La reforma obligaba a archivar una docena de sumarios ya en curso, siendo el principal el que afecta al Gobierno chino por supuesto genocidio en Tíbet. Jueces y fiscales de la Audiencia Nacional mostraron su malestar, y ya son tres magistrados los que han evitado archivar sus casos: Santiago Pedraz, que lleva el caso Couso; Eloy Velasco, que investiga el asesinato de Ignacio Ellacuría, y este martes Pablo Ruz, que prosigue con el caso Guantánamo. Ismael Moreno (caso Tíbet) y Fernando Andreu (caso Ruanda) han mostrado también sus dudas. Al mismo tiempo, en este mes, dos jueces han tenido que poner en libertad a 16 presuntos narcos, porque la ley afecta también a la lucha contra el narcotráfico en buques de bandera extranjera.

El juez analiza la situación creada con la nueva ley de justicia universal del PP para concluir que, “de acuerdo a la nueva norma”, el delito de torturas y el de crímenes de guerra no se podrían perseguir, porque no se cumple el requisito de que el procedimiento vaya dirigido contra un español o extranjero residente en España (aunque uno de los denunciantes sí es español). Sin embargo, el auto sostiene que esa nueva ley de justicia universal entra en “evidente colisión” con los tratados internacionales suscritos por España, “que integran nuestro ordenamiento jurídico”. El juez recuerda los convenios de Ginebra y la Convención Contra la Tortura, que imponen a los Estados firmantes la obligación de perseguir delitos.

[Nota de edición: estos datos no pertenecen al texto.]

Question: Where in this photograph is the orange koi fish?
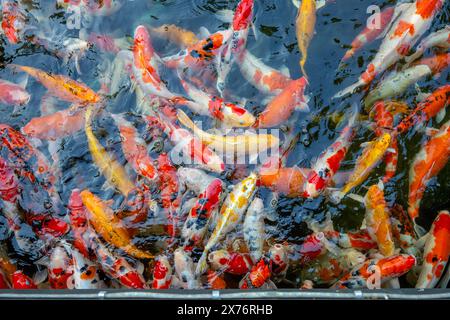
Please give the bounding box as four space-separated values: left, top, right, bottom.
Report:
253 77 309 128
10 64 101 104
408 121 450 220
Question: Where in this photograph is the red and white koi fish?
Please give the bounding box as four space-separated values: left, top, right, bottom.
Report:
371 101 408 183
95 239 148 289
254 77 309 128
342 7 395 61
406 26 450 62
174 248 200 289
162 30 232 71
239 259 272 289
217 0 254 93
152 255 172 289
48 245 73 289
238 50 292 96
303 112 358 198
179 171 224 249
181 80 255 128
0 80 31 106
416 211 450 289
334 0 445 98
396 85 450 133
408 121 450 221
111 114 158 181
243 198 265 263
195 173 258 275
1 0 26 44
332 254 416 289
208 250 253 276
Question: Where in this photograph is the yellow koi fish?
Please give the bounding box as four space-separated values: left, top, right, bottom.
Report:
195 173 258 275
10 65 100 104
296 0 316 78
178 110 280 155
81 190 153 259
330 132 392 203
85 105 134 196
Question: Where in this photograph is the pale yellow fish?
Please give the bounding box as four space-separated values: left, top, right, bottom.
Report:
330 132 392 203
195 173 258 275
178 110 280 155
85 105 134 196
296 0 317 78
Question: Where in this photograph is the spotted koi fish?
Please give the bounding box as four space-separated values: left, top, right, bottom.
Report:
364 185 395 257
371 101 408 183
208 250 253 276
195 173 258 275
217 0 254 93
10 64 101 105
334 0 445 98
0 80 31 106
396 85 450 133
152 255 172 289
416 211 450 289
181 80 255 128
332 254 416 289
239 50 292 96
342 7 395 61
254 77 309 128
303 112 358 198
408 121 450 221
330 132 392 203
81 190 153 259
111 115 158 181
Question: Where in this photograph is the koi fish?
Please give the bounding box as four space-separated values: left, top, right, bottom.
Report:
181 174 223 247
243 198 265 263
174 248 200 289
364 64 432 112
239 50 292 96
9 64 101 105
416 211 450 289
342 7 395 61
296 0 317 79
371 101 408 183
111 114 158 181
81 190 153 259
395 85 450 133
332 254 416 289
254 77 309 128
152 255 172 289
150 24 200 48
334 0 444 98
48 245 73 289
303 108 358 198
217 0 254 93
364 184 395 257
330 132 392 203
195 173 258 275
408 121 450 221
177 110 279 155
22 108 85 141
0 80 31 106
181 80 255 127
95 240 148 289
406 26 450 64
85 106 134 196
208 250 253 276
2 0 26 44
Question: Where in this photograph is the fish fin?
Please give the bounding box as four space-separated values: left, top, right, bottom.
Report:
347 193 364 203
198 27 211 39
436 107 446 123
214 9 234 23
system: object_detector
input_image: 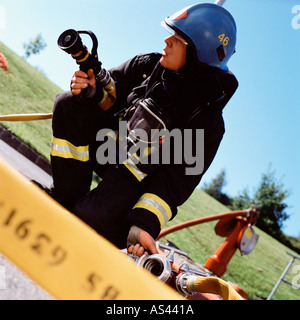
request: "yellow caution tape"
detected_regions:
[191,277,243,300]
[0,113,52,121]
[0,158,183,300]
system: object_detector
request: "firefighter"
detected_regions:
[51,4,238,256]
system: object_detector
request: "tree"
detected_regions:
[202,169,231,206]
[254,171,290,238]
[230,169,289,240]
[23,33,47,59]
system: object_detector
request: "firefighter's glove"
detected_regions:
[127,226,141,248]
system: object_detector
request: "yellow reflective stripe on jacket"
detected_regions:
[133,193,172,229]
[50,137,90,162]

Para Ruz, hay, por tanto, un conflicto entre normas.

La reforma de la justicia universal establece, por otro lado, que no se pueden perseguir delitos en España si se acredita que están siendo investigados en un tribunal internacional o en uno del Estado donde se cometieron los hechos. Ruz analiza esa nueva redacción del llamado principio de subsidiariedad, los autos de la Sala Penal y la doctrina del Supremo para concluir que procede insistir en pedir la comisión rogatoria cursada en enero a EE UU. Cuando se incorporen esos datos y se averigüe en qué estado están las investigaciones en EE UU, Ruz elevará su razonamiento al Supremo, para que este se pronuncie sobre la posible concurrencia del principio de subsidiariedad y decida si la causa debe proseguir o no.

En otros dos autos conocidos este martes, Pablo Ruz también rechaza archivar la investigación de genocidio contra varios militares marroquíes por crímenes en el Sáhara. El juez señala que, tal y como informo la fiscalía, los hechos se cometieron tras la época colonial, “en territorio que a todos los efectos debe tener la consideración de español en el momento de comisión”. El supuesto delito fue cometido contra ciudadanos españoles en el momento en que el Sáhara Occidental era provincia española, “en concreto entre los meses de noviembre de 1975 y el 28 de febrero de 1976”. “Debiendo también asumirse”, añade, “la competencia de los hechos ocurridos con posterioridad al abandono del territorio por parte de las autoridades españolas en la medida que los mismos resultan conexos con los anteriores”.

Ruz también se declara competente para seguir investigando una querella por genocidio presentada por la Asociación Saharaui para la Defensa de los Derechos Humanos contra varios dirigentes del Frente Polisario.